Who I want to focus on today are the real victims, those big-deal comics characters that have been slanderously forgotten by the game-makers—those choice protagonists who are being fed into the threshing-mill of cultural amnesia. Here, then, are the key figures who have been left out of the Capcom/Marvel hit-fests, but not left out of my sizable, possibly dangerously-engorged man-heart. Remember, every single one of these characters actually existed, and were not made up by me in the last half-hour.
Crushblazer
It’s a sad state of affairs when we have to speak about the character who won so many hearts during the ‘80s, especially during the crucial Orphan Bone run that first lifted mellow Frank Miller into galactic celebrity. Crushblazer, the first sinner to appear on a comics page, was hardly a gem, even in the eyes of his creators, who referred to him as “ATM” and “The source of whatever I gives to the taxman.” If you’re like me, you’ve been to a lot of conventions where luckless first-timers dress up in Crushblazer’s signature look: a naked man, covered in coupons and a debate-club-tier sports jacket. His origin story is a thing of legend, or was, at least in the chat rooms I used to frequent back in 1982: a character who did nothing but couponing, until it led to tragedy—his girlfriend stampeded by a gang of Black Friday shoppers. Keep in mind this was provocative and relevant at the time, much as jazz was. This origin scene led to the gentleman in question’s phrase, “Every day is Black Friday!” Which was later supplanted by another phrase, “Tanks for the memories!” Given that this character never drove a tank, it hardly made sense. But friends, when has love ever spoken to reason, except with a forked tongue?
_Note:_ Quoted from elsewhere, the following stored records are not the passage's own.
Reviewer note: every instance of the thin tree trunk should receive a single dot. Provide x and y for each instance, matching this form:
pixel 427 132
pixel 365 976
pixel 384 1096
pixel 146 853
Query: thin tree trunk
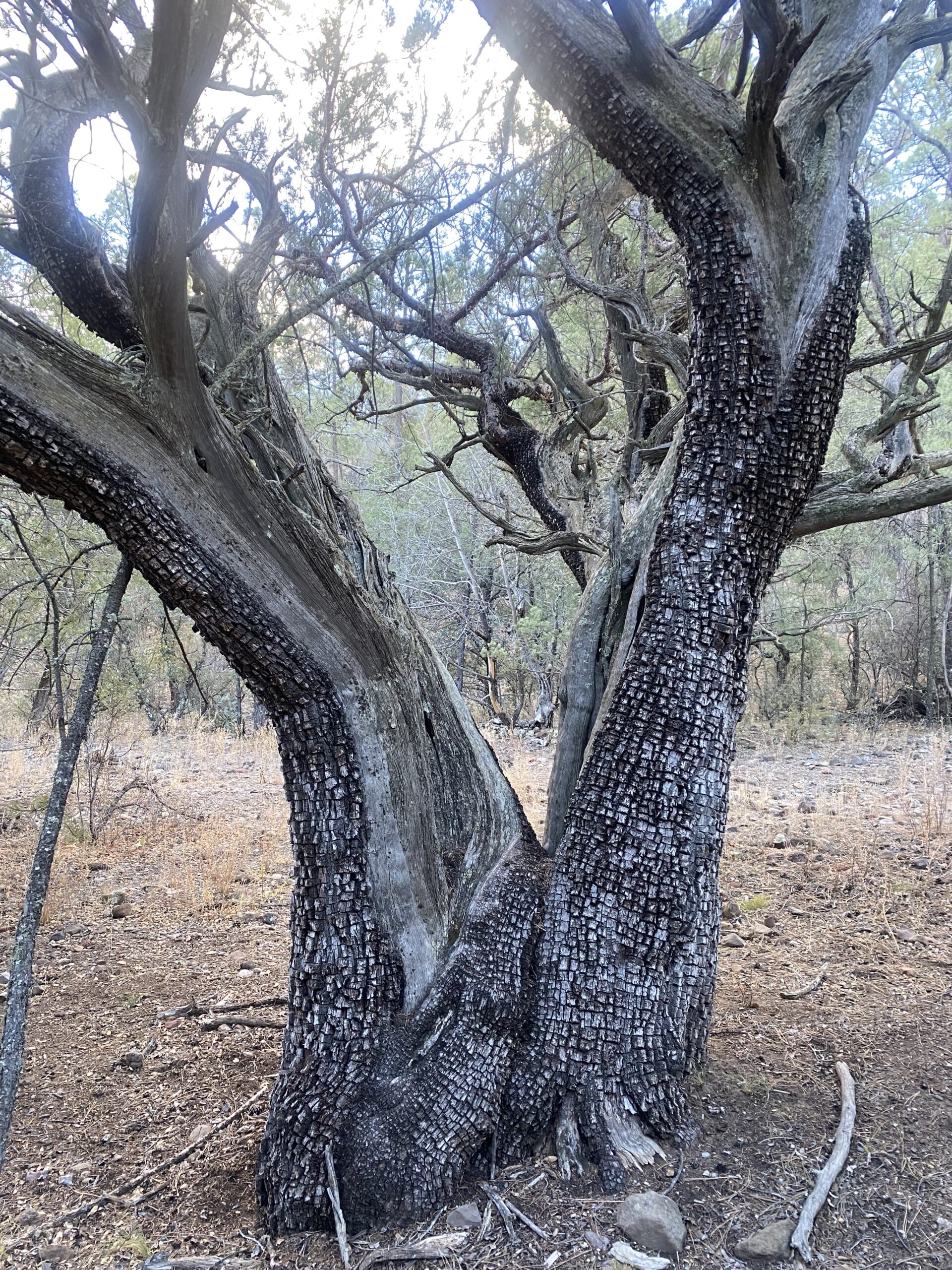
pixel 26 939
pixel 931 695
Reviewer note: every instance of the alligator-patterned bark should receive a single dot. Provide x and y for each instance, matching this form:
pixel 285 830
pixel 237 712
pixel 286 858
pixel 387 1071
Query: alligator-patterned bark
pixel 452 994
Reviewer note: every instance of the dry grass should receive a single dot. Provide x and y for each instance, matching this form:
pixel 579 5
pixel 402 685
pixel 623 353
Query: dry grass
pixel 202 855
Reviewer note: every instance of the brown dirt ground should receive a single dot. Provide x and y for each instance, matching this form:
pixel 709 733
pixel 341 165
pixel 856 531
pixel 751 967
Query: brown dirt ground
pixel 200 847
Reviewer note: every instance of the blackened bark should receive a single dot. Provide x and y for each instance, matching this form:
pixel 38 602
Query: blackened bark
pixel 630 945
pixel 418 879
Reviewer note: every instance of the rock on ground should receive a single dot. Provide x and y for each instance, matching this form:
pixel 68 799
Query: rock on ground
pixel 466 1217
pixel 772 1244
pixel 653 1221
pixel 622 1257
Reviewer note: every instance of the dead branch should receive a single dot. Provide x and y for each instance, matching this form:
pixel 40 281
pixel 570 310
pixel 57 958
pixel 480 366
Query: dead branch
pixel 796 994
pixel 432 1249
pixel 192 1010
pixel 503 1209
pixel 240 1021
pixel 831 1171
pixel 84 1210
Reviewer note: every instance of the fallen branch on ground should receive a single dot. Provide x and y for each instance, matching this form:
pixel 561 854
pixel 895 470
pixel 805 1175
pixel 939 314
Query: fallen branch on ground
pixel 433 1249
pixel 159 1262
pixel 239 1021
pixel 84 1210
pixel 796 994
pixel 503 1209
pixel 831 1171
pixel 192 1010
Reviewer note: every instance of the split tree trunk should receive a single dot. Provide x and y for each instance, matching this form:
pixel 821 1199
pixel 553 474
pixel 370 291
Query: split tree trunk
pixel 434 1013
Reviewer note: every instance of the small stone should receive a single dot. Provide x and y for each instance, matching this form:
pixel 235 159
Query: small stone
pixel 622 1255
pixel 58 1253
pixel 653 1221
pixel 772 1244
pixel 465 1217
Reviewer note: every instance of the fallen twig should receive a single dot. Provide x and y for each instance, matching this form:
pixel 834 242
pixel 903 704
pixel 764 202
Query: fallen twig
pixel 193 1010
pixel 334 1196
pixel 84 1210
pixel 800 1240
pixel 159 1262
pixel 432 1249
pixel 526 1221
pixel 239 1021
pixel 796 994
pixel 503 1209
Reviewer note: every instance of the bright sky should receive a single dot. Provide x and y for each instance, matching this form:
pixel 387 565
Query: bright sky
pixel 448 69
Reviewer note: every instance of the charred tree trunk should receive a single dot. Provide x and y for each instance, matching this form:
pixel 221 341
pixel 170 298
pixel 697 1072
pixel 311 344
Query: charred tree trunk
pixel 433 1008
pixel 630 945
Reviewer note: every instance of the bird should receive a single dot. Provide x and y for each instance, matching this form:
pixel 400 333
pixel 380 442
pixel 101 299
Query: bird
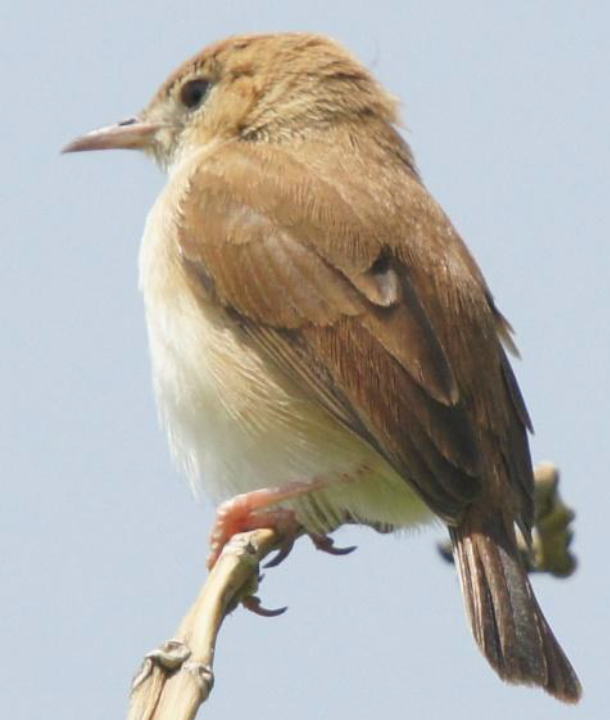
pixel 324 347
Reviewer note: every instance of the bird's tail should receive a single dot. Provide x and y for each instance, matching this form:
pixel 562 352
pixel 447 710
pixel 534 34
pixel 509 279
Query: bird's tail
pixel 506 620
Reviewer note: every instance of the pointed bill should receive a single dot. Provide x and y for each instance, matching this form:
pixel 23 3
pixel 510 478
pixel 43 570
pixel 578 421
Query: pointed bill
pixel 130 134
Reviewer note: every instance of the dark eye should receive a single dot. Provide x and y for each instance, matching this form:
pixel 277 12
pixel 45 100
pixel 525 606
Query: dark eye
pixel 193 92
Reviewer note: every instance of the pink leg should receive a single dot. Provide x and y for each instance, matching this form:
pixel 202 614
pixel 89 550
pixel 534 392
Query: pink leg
pixel 250 511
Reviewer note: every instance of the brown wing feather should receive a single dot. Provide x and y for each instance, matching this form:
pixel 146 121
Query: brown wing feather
pixel 384 317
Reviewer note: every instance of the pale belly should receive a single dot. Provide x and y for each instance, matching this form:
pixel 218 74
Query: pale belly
pixel 236 424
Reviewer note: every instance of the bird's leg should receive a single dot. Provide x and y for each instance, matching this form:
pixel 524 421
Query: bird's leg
pixel 254 510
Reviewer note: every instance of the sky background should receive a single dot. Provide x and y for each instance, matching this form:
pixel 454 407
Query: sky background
pixel 102 548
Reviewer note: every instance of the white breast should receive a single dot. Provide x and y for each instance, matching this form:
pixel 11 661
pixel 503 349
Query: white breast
pixel 234 423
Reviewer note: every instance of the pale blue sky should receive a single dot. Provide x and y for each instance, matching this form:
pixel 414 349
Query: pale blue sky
pixel 102 547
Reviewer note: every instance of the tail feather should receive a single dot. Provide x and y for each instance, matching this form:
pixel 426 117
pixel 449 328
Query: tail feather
pixel 506 620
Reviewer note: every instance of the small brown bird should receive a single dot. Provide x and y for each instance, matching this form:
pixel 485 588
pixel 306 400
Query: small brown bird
pixel 323 344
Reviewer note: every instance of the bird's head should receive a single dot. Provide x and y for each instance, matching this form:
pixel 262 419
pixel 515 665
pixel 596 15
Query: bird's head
pixel 258 88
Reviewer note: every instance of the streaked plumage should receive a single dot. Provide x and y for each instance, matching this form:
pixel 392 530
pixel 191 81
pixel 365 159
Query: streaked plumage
pixel 313 314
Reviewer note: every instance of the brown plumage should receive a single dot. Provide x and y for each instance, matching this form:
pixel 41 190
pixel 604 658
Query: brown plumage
pixel 298 258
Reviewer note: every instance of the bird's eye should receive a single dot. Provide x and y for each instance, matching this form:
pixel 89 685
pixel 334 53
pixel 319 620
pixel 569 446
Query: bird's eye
pixel 193 93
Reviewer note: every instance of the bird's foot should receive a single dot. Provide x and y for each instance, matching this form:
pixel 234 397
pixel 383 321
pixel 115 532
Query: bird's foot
pixel 253 510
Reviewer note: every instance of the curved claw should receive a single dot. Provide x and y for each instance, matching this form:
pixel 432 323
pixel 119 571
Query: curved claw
pixel 253 604
pixel 326 544
pixel 282 553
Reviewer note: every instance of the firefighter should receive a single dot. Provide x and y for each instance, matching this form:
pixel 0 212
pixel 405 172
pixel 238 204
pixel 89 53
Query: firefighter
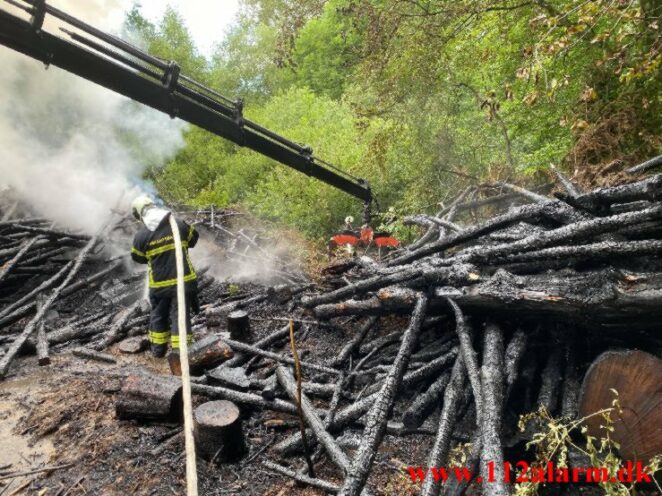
pixel 154 245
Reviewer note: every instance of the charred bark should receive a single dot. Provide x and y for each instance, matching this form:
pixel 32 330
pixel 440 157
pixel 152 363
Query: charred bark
pixel 379 413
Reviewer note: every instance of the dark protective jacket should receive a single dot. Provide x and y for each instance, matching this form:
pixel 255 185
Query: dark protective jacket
pixel 157 250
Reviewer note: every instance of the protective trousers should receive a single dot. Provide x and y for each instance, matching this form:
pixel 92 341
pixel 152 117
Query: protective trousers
pixel 163 323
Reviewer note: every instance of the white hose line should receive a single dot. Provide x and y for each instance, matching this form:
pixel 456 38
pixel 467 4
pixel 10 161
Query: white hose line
pixel 191 469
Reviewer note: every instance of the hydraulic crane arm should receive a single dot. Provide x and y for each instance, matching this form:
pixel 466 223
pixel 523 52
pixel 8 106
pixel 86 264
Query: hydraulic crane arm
pixel 121 67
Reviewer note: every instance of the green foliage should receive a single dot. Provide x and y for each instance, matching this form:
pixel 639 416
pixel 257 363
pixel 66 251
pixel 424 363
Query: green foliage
pixel 554 438
pixel 420 98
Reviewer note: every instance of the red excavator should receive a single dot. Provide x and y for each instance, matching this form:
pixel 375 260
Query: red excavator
pixel 121 67
pixel 366 237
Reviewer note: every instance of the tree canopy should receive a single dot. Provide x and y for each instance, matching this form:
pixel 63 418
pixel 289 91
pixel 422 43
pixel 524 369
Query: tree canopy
pixel 417 96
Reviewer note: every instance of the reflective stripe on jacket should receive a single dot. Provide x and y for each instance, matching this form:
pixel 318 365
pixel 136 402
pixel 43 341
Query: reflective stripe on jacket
pixel 157 250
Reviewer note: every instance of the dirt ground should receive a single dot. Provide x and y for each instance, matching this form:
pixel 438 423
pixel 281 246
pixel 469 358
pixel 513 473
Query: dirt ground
pixel 63 416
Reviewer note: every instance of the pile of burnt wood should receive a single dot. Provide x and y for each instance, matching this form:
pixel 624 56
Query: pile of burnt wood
pixel 504 315
pixel 448 341
pixel 65 290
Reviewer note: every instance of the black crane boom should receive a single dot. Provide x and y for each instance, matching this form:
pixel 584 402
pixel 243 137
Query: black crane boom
pixel 123 68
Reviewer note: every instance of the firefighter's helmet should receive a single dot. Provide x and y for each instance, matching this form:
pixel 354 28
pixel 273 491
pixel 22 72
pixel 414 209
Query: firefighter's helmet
pixel 139 204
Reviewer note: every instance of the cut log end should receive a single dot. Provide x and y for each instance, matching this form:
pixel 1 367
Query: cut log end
pixel 148 397
pixel 636 376
pixel 218 432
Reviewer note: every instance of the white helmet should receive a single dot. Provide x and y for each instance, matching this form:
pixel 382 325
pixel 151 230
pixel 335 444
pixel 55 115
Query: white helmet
pixel 139 204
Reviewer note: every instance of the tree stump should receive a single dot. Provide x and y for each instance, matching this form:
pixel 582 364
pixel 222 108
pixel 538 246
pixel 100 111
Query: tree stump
pixel 202 355
pixel 239 326
pixel 218 432
pixel 637 376
pixel 150 397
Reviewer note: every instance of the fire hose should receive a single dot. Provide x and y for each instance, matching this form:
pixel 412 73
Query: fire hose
pixel 189 442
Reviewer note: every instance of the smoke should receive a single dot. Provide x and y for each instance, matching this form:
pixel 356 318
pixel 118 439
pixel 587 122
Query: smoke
pixel 70 149
pixel 265 265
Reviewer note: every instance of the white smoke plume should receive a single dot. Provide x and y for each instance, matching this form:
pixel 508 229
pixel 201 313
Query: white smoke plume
pixel 61 136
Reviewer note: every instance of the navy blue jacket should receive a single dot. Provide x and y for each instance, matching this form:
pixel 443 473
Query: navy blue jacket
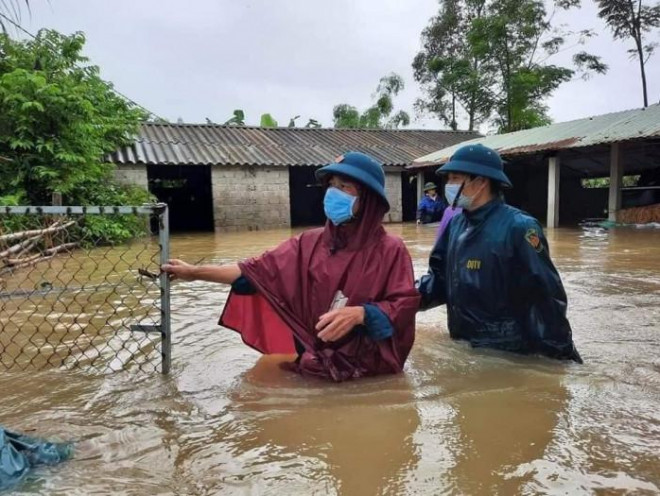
pixel 430 210
pixel 493 270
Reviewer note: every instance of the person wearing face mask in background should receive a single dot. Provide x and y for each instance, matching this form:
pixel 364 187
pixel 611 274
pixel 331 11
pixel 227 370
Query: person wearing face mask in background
pixel 492 267
pixel 342 297
pixel 431 206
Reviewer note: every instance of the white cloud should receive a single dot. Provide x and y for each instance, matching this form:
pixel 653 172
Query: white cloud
pixel 206 58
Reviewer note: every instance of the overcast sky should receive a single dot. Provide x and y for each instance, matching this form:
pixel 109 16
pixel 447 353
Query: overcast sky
pixel 205 58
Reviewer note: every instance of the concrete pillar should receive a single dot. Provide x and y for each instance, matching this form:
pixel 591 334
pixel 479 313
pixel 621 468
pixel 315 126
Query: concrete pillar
pixel 616 178
pixel 420 186
pixel 554 168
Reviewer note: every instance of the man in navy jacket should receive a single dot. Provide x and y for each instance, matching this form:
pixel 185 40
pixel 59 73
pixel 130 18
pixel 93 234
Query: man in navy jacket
pixel 492 267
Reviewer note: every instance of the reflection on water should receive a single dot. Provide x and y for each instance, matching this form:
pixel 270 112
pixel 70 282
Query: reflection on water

Wow, MCI, way to forget history.
Million-Spoons
Million-Spoons was an idea before its time. Lots of indie comics had handled the question of “Will my life be sadder with more, or less, cutlery?” But Million-spoons was by far the edgiest, most leetingest take on the essential cutlery question.
I know, I know: you all know the story of Million-Spoons by heart. But for the kids and felons who have never heard the tale before: imagine this kid inherits all this money, right? Sure, we’ve all had that dream before: get cash, make a war on crime. Well, this kid decided to do what no character had ever done before: buy, and raise, a million spoons.
That was the concept, and for twenty years, 1930-1950, audiences were satisfied. But as mass literacy became trendy, stories about a child with a million untalking, unconscious, lifeless spoons didn’t cut it in Joe McCarthy’s wild free America. One by one, the team of writers and artists who came on to the strip—and were worn out by it—gave each spoon a life, love interest and personality. Sixty years of Americans allowed TV to raise their children as they obsessively, almost addictively read generations of spoons flirt, marry, produce new offspring, and fall into disrepair. What had once begun as the larf of a comics creator became a sweeping, epic drama, like the sex life of Steve Urkel in the ‘90s drama Family Matters. And yet to this day, Marvel Comics doesn’t feel obliged to include one talking spoon from the Million-spoons line in their fighting game.